La Cgil già avanguardia della rivolta sociale manda segnali, intermittenti ma chiari, dell’intenzione di tornare ad essere un sindacato. Giuliano Cazzola mette in fila gli ultimi accadimenti

“C’è qualcosa di nuovo oggi nel sole, anzi di antico”. La Cgil già avanguardia della rivolta sociale manda segnali, intermittenti ma chiari, dell’intenzione di tornare ad essere un sindacato. Maurizio Landini, ospite ormai fisso del talk show, dove domina incontrastato in qualità di Guida Suprema, continua imperterrito nella narrazione di un’Italia povera e derubata della libertà e dei diritti fondamentali, ma le opere della Confederazione non trovano più riscontro nelle parole del suo leader che, qualche rara volta, si concede persino alla ragionevolezza. Cominciamo a mettere in fila le cose.
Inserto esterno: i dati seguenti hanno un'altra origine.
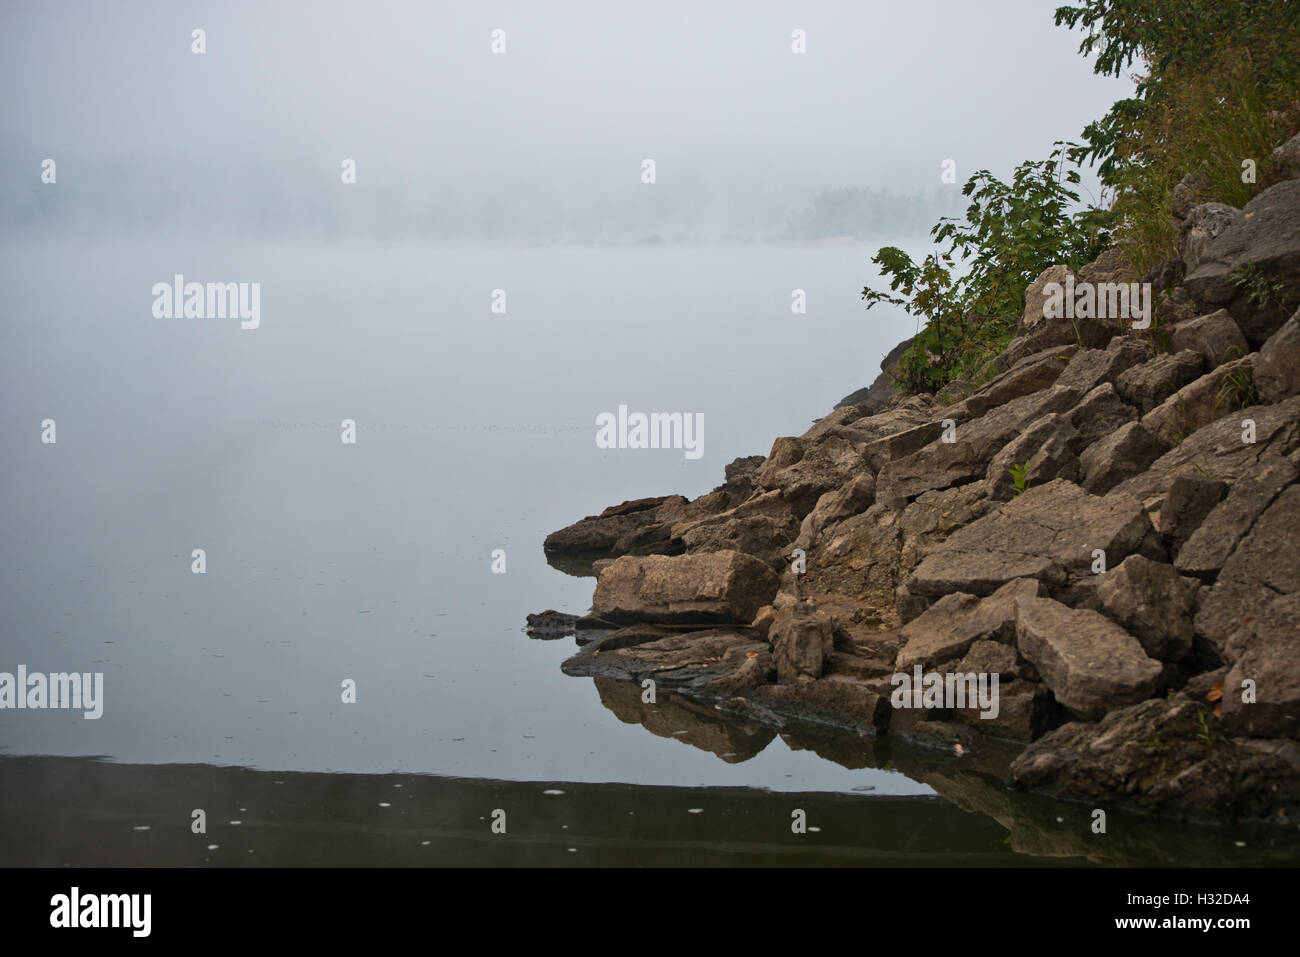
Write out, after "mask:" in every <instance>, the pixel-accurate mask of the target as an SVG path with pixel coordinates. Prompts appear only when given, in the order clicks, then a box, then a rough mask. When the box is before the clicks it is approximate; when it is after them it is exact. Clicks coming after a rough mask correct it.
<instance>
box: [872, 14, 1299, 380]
mask: <svg viewBox="0 0 1300 957" xmlns="http://www.w3.org/2000/svg"><path fill="white" fill-rule="evenodd" d="M1056 23H1057V25H1065V26H1066V27H1069V29H1071V30H1080V31H1082V33H1083V40H1082V43H1080V46H1079V52H1080V53H1082V55H1083V56H1092V55H1096V61H1095V66H1093V70H1095V73H1097V74H1101V75H1109V77H1118V75H1123V74H1126V73H1130V72H1131V73H1132V75H1134V78H1135V79H1136V92H1135V96H1132V98H1127V99H1123V100H1119V101H1118V103H1115V104H1114V105H1113V107H1112V109H1110V112H1108V113H1106V116H1105V117H1102V118H1101V120H1097V121H1096V122H1093V124H1089V125H1088V126H1087V127H1086V129H1084V130H1083V135H1082V139H1083V142H1082V143H1061V142H1058V143H1057V144H1056V148H1054V150H1053V152H1052V153H1050V156H1049V157H1048V159H1047V160H1041V161H1028V163H1023V164H1021V165H1019V166H1017V169H1015V170H1014V173H1013V177H1011V179H1010V182H1004V181H1001V179H998V178H997V177H995V176H993V174H992V173H991V172H988V170H979V172H978V173H975V174H974V176H972V177H971V178H970V179H969V181H967V182H966V185H965V186H963V189H962V192H963V195H966V196H970V198H971V205H970V207H969V209H967V211H966V216H965V217H963V218H953V217H945V218H943V220H940V221H939V222H937V224H936V225H935V228H933V229H932V230H931V235H932V238H933V239H935V242H936V251H935V252H932V254H930V255H928V256H926V257H924V259H923V260H922V261H919V263H918V261H914V260H913V259H911V257H910V256H909V255H907V254H905V252H904V251H902V250H898V248H896V247H891V246H887V247H883V248H880V250H879V251H878V252H876V255H875V256H874V257H872V263H875V264H876V265H878V267H879V268H880V274H881V276H883V277H885V278H888V281H889V290H888V291H881V290H875V289H871V287H870V286H867V287H865V289H863V290H862V298H863V299H865V300H866V303H867V308H868V309H870V308H872V307H874V306H879V304H881V303H888V304H892V306H898V307H901V308H902V309H905V311H906V312H907V313H909V315H913V316H917V319H918V322H922V324H923V325H922V328H920V329H919V330H918V334H917V337H915V339H914V341H913V345H911V346H910V347H909V348H907V350H906V351H905V352H904V354H902V356H901V358H900V361H898V367H897V372H893V373H892V374H893V377H894V384H896V386H897V387H898V389H900V390H901V391H905V393H910V394H918V393H941V390H943V389H944V386H946V385H948V384H950V382H954V381H962V382H966V384H976V385H978V384H980V382H983V381H987V380H988V378H991V377H992V374H993V373H995V367H993V363H992V360H993V358H995V356H997V355H998V354H1000V352H1001V351H1002V350H1004V348H1005V347H1006V345H1008V343H1009V342H1010V339H1011V338H1013V337H1014V335H1015V333H1017V326H1018V322H1019V319H1021V316H1022V315H1023V307H1024V290H1026V289H1027V287H1028V285H1030V283H1031V282H1032V281H1034V280H1035V278H1036V277H1037V276H1039V274H1040V273H1041V272H1043V270H1044V269H1047V268H1048V267H1050V265H1056V264H1066V265H1069V267H1070V268H1071V269H1073V270H1078V268H1079V267H1082V265H1083V264H1086V263H1091V261H1092V260H1095V259H1096V257H1097V256H1099V255H1100V254H1101V252H1102V251H1104V250H1105V248H1108V247H1109V246H1110V244H1112V243H1117V244H1121V246H1123V248H1125V250H1126V256H1127V259H1128V260H1130V261H1131V264H1132V265H1134V268H1135V269H1136V270H1138V273H1139V274H1141V273H1145V272H1148V270H1151V269H1152V268H1154V267H1158V265H1161V264H1166V263H1167V261H1169V260H1171V259H1175V257H1177V256H1178V247H1177V224H1175V220H1174V218H1173V217H1171V215H1170V205H1171V199H1173V196H1174V192H1175V187H1178V186H1179V185H1180V183H1182V185H1183V186H1182V191H1183V194H1184V195H1183V196H1182V198H1180V202H1182V203H1184V204H1196V203H1204V202H1219V203H1227V204H1229V205H1234V207H1242V205H1244V204H1245V203H1247V202H1248V200H1249V199H1251V198H1252V196H1255V195H1256V194H1257V192H1260V191H1261V190H1264V189H1266V187H1268V186H1270V185H1273V182H1274V181H1275V178H1277V176H1278V174H1277V170H1274V169H1273V165H1271V160H1270V152H1271V150H1273V147H1274V146H1277V144H1278V143H1281V142H1283V140H1286V139H1287V138H1288V137H1290V135H1292V134H1295V133H1296V130H1297V129H1300V3H1295V0H1253V1H1252V3H1230V4H1225V3H1222V0H1083V1H1082V3H1080V4H1078V5H1066V7H1060V8H1057V10H1056ZM1084 166H1088V168H1092V166H1096V169H1097V176H1099V179H1100V182H1101V186H1102V195H1101V198H1100V200H1099V202H1097V203H1096V204H1083V203H1082V202H1080V196H1079V191H1078V189H1076V187H1078V186H1079V183H1080V176H1079V170H1080V169H1083V168H1084ZM1243 282H1253V283H1262V285H1260V287H1258V289H1260V291H1258V295H1265V296H1268V294H1269V286H1268V280H1266V278H1264V277H1255V276H1245V277H1243ZM1153 335H1158V332H1156V333H1153ZM1076 337H1078V330H1076ZM1080 345H1082V339H1080Z"/></svg>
Un anno fa, in questi giorni, si era svolta a Bologna l’Assemblea Generale della Cgil, a conclusione della quale Landini aveva delineato un articolato percorso di mobilitazione per rendere “chiara e visibile la possibile alternativa alle politiche portate avanti dal governo”. Si cominciava con una campagna certificata (?) di assemblee in tutti i luoghi di lavoro e di iniziative nei territori a raccolta degli oves et boves et omnia pecora campi della Via Maestra: tutto questo fervore sarebbe culminato in una manifestazione nazionale a Roma a metà ottobre. Tutti i sindacati europei erano stati invitati ad impegnarsi nella battaglia contro il ritorno delle politiche di austerità e il piano di riarmo; in difesa dei fondi di coesione, della Pac, del green deal, del pilastro sociale; a sostegno di politiche europee espansive alimentate da risorse comuni, sul modello NextGenerationEU (eurobond), per finanziare una strategia di investimenti e politiche industriali comuni; e individuando tutti i dispositivi necessari, blocco dei licenziamenti, contrasto alle delocalizzazioni, strumenti finanziari come il fondo Sure, per difendere il lavoro, sostenere il reddito e tutelare il sistema produttivo e industriale, minacciati dalla guerra commerciale scatenata dall’Amministrazione americana.